MMS • Anthony Alford
Article originally posted on InfoQ. Visit InfoQ
Meta AI Research recently announced ESMFold, an AI model for predicting protein structure from a sequence of genes. ESMFold is built on a 15B parameter Transformer model and achieves accuracy comparable to other state-of-the-art models with an order-of-magnitude inference time speedup.
The model and several experiments were described in a paper published on bioRxiv. In contrast to other models such as AlphaFold2, which rely on external databases of sequence alignments, ESMFold uses a Transformer-based language model, ESM-2, an updated version of their Evolutionary Scale Modeling (ESM) model which learns the interactions between pairs of amino acids in a protein sequence. This allows ESMFold to predict protein structure from 6x to 60x faster than AlphaFold2. Using ESMFold, the Meta team predicted the structure of one million protein sequences in less than a day. According to the researchers:
[R]apid and accurate structure prediction with ESMFold can help to play a role in structural and functional analysis of large collections of novel sequences. Obtaining millions of predicted structures within practical timescales can help reveal new insights into the breadth and diversity of natural proteins, and enable the discovery of new protein structures and functions.
Genetic codes in DNA are “recipes” for creating protein molecules from sequences of amino acids. Although these sequences are linear, the resulting proteins are folded into complex 3D structures which are key to their biological function. Traditional experimental methods for determining protein structure require expensive specialized equipment and may take years to complete. In late 2020, DeepMind’s AlphaFold2 solved the 50-year-old Protein Structure Prediction challenge of quickly and accurately predicting protein structure from the amino acid sequence.
Besides the raw amino acid sequence, the input to AlphaFold2 includes multiple sequence alignment (MSA) information, which links several different sequences based on the assumption of having a common evolutionary ancestor; this external database creates a performance bottleneck. By contrast, ESMFold uses a learned language model representation that requires only the amino acid input sequence, which simplifies the model architecture and improves runtime performance. The language model representation is fed into a downstream component similar to AlphaFold2’s, which predicts 3D structure.
The Meta team evaluated ESMFold on CAMEO and CASP14 test datasets and compared the results to both AlphaFold2 and another model, RoseTTAFold.
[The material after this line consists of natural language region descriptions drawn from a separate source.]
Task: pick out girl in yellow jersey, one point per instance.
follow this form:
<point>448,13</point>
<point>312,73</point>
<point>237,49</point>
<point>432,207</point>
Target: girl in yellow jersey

ESMFold’s template modeling score (TM-score) was 83 on CAMEO and 68 on CASP14, compared to 88 and 84 for AlphaFold2 and 82 and 81 for RoseTTAFold. The researchers noted that there was a high correlation between ESMFold’s TM-score and the underlying language model’s perplexity, which implies that “improving the language model is key to improving single-sequence structure prediction accuracy.”
Meta and other organizations have been researching the use of language models in genomics for several years. In 2020, InfoQ covered Google’s BigBird language model which outperformed baseline models on two genomics classification tasks. That same year, InfoQ also covered Meta’s original open-source ESM language model for computing an embedding representation for protein sequences. In 2021, InfoQ covered DeepMind’s AlphaFold2, and DeepMind recently announced the release of AlphaFold2’s predictions of structures “for nearly all catalogued proteins known to science.”
Several of the Meta team participated in a Twitter thread answering questions about the work. In response to a question about the model’s maximum input sequences length, researcher Zeming Lin replied:
Currently able to do up to 3k length proteins, though at some point it becomes computationally bound.
Meta has not yet open-sourced ESMFold, although Lin says that the model will be open-sourced in the future.